Attenuative effects of poncirin against polyethylene microplastics-prompted hepatotoxicity in rats

Polyethylene microplastics (PE-MPs) are of significant concern due to their widespread use, pervasive persistence in the environment that induce multiple organ damage especially in the liver. Poncirin (PON) is a naturally present flavone with conspicuous pharmacological properties. the current investigation was formulated to ascertain the palliative role of PON against PE-MPs-provoked hepatic dysfunction. Twenty-four male albino rats were randomly divided into four groups: control, PE-MPs-treated (1.5 mg/kg), PE-MPs + PON co-treated (1.5 mg/kg and 20 mg/kg), and PON-treated (20 mg/kg). PE-MPs inebriation markedly lowered the expressions of antioxidant genes and Nrf-2, besides escalating Keap-1 expression.
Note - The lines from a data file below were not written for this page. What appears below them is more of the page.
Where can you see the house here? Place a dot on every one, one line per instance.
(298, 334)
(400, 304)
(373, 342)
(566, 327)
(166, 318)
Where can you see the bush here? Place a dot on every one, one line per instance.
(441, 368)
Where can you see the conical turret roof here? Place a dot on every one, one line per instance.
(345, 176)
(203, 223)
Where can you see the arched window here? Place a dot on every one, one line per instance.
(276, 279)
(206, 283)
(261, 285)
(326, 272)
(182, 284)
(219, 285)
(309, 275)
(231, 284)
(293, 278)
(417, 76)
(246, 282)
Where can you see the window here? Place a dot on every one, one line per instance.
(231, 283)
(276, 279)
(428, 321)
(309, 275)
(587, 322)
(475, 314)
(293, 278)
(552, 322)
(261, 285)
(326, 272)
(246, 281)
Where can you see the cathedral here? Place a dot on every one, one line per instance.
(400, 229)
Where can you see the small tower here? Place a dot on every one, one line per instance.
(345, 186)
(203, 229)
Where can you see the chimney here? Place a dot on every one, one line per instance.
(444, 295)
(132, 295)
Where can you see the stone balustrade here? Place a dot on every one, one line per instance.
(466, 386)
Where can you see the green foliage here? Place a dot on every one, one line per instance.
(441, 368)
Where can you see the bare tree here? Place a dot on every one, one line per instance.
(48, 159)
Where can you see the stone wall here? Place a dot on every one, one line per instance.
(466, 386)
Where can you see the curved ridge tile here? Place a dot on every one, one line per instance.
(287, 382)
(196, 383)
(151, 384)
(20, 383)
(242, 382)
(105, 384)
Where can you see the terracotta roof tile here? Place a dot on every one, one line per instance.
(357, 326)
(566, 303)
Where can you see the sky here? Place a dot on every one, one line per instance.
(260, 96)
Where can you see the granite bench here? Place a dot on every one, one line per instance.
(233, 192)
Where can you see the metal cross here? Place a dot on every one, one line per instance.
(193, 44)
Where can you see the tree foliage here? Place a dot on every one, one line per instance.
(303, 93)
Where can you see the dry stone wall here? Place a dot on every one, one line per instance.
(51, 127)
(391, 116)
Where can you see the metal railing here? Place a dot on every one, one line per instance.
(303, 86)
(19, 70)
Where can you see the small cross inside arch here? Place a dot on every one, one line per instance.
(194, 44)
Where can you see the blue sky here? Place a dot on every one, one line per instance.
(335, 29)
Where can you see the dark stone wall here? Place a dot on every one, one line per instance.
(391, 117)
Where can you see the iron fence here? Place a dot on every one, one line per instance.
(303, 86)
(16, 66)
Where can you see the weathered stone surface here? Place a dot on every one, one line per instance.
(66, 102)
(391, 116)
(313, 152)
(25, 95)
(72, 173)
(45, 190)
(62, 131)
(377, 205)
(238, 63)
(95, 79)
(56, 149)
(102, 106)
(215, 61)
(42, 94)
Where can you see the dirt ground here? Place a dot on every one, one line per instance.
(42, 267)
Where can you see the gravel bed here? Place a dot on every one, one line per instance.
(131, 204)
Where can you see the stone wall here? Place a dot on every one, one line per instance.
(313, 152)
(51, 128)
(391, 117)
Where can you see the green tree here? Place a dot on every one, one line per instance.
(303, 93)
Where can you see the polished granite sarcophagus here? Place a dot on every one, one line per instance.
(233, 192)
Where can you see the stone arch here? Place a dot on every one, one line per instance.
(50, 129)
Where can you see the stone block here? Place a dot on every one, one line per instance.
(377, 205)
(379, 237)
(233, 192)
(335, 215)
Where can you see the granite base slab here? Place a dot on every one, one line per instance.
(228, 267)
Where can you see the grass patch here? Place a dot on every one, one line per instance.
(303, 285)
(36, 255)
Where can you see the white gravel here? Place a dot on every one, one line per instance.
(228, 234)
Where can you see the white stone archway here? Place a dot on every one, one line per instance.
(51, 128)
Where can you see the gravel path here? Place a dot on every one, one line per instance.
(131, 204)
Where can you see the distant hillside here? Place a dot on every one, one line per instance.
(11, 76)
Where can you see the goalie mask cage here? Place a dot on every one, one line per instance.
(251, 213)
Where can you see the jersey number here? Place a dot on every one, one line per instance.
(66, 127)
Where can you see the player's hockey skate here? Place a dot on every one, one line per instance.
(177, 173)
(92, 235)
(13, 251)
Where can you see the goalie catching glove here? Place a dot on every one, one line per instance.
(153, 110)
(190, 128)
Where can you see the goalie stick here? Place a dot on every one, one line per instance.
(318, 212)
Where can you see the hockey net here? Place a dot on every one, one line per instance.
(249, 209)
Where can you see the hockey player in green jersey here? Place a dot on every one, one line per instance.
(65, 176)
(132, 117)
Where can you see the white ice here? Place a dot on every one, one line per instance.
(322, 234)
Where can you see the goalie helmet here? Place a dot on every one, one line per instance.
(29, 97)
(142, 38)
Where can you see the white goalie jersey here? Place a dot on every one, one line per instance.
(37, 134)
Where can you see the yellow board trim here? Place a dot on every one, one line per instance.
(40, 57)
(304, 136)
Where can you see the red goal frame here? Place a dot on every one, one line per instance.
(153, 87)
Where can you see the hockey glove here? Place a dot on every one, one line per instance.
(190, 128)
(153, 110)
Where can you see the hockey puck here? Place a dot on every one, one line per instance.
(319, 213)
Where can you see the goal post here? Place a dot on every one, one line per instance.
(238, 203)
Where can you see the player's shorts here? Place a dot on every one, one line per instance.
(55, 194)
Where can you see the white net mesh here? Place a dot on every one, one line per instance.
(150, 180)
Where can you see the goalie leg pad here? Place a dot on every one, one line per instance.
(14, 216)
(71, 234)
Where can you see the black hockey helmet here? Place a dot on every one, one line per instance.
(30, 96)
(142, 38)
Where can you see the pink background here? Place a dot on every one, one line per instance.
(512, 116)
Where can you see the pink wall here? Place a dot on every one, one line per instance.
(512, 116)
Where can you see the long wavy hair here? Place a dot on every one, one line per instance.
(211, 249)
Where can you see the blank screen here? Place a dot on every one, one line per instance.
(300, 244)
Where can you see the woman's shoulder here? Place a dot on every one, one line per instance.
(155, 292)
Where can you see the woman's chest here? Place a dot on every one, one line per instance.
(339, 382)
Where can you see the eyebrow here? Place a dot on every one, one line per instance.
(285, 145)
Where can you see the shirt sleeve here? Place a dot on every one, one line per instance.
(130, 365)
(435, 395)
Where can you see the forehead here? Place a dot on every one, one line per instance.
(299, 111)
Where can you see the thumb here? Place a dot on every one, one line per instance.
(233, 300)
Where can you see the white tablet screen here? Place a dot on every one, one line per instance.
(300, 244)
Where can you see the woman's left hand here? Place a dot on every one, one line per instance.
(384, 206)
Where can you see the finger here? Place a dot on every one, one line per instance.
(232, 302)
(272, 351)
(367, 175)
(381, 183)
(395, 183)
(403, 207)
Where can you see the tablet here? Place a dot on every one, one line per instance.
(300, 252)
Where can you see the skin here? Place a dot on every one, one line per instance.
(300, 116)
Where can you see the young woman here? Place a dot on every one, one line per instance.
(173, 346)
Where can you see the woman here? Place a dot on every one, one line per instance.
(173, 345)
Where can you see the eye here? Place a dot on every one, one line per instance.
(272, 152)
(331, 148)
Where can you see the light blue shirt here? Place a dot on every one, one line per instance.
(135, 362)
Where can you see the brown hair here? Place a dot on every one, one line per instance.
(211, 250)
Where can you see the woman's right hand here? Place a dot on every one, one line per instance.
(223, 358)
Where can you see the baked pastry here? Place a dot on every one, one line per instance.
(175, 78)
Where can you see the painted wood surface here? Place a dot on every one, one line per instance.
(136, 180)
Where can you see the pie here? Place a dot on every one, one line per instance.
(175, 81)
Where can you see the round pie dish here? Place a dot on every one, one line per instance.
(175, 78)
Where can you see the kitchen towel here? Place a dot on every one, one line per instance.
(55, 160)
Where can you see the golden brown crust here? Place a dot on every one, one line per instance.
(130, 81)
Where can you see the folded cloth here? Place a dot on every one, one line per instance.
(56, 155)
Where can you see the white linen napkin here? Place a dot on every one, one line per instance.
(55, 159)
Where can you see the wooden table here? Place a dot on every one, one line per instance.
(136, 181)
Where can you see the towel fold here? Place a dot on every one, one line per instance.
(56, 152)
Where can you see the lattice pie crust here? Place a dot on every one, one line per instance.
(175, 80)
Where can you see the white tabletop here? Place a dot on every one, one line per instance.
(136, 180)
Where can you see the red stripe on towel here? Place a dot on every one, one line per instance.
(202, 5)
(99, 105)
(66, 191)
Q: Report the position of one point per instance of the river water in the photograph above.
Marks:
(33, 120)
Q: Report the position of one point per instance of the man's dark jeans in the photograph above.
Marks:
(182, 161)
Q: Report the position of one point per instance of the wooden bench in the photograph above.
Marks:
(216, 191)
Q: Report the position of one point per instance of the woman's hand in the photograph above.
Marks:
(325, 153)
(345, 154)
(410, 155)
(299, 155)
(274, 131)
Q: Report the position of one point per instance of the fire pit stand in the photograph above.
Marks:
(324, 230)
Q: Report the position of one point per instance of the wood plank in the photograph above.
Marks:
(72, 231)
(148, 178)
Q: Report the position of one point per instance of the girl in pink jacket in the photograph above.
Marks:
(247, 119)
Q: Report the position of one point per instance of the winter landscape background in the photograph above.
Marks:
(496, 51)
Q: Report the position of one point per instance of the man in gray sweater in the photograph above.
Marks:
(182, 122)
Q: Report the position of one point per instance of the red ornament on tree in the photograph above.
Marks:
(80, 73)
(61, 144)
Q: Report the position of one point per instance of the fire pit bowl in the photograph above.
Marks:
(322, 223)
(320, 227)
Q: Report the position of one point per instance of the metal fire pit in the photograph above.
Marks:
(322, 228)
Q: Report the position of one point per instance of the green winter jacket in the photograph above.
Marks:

It also decreased antioxidants i.e., glutathione (GSH), glutathione S-transferase (GST), catalase (CAT), glutathione peroxidase (GPx), heme oxygenase-1 (HO-1), superoxide dismutase (SOD), glutathione reductase (GSR) activities, while remarkably upsurged reactive oxygen species (ROS) along with malondialdehyde (MDA) contents. Additionally, a notable escalation was observed in the levels of hepatic serum markers i.e., alkaline phosphatase (ALP), alanine transaminase (ALT) and aspartate aminotransferase (AST). Furthermore, PE-MPs exposure increased the levels of inflammatory biomarkers, including tumor necrosis factor-alpha (TNF-α), interleukin-6 (IL-6), nuclear factor kappa B (NF-kB), interleukin-1β (IL-1β) levels and cyclooxygenase-2 (COX-2) activities. PE-MPs intoxication augmented the expressions of Caspase-3 and Bax along with decreasing the expression of Bcl-2. Nevertheless, PON treatment notably abated PE-MPs prompted liver injuries owing to its hepatoprotective efficacy. Thus, it may be inferred that PON could be a potential therapeutic option for treating hepatic damage caused by PE-MPs.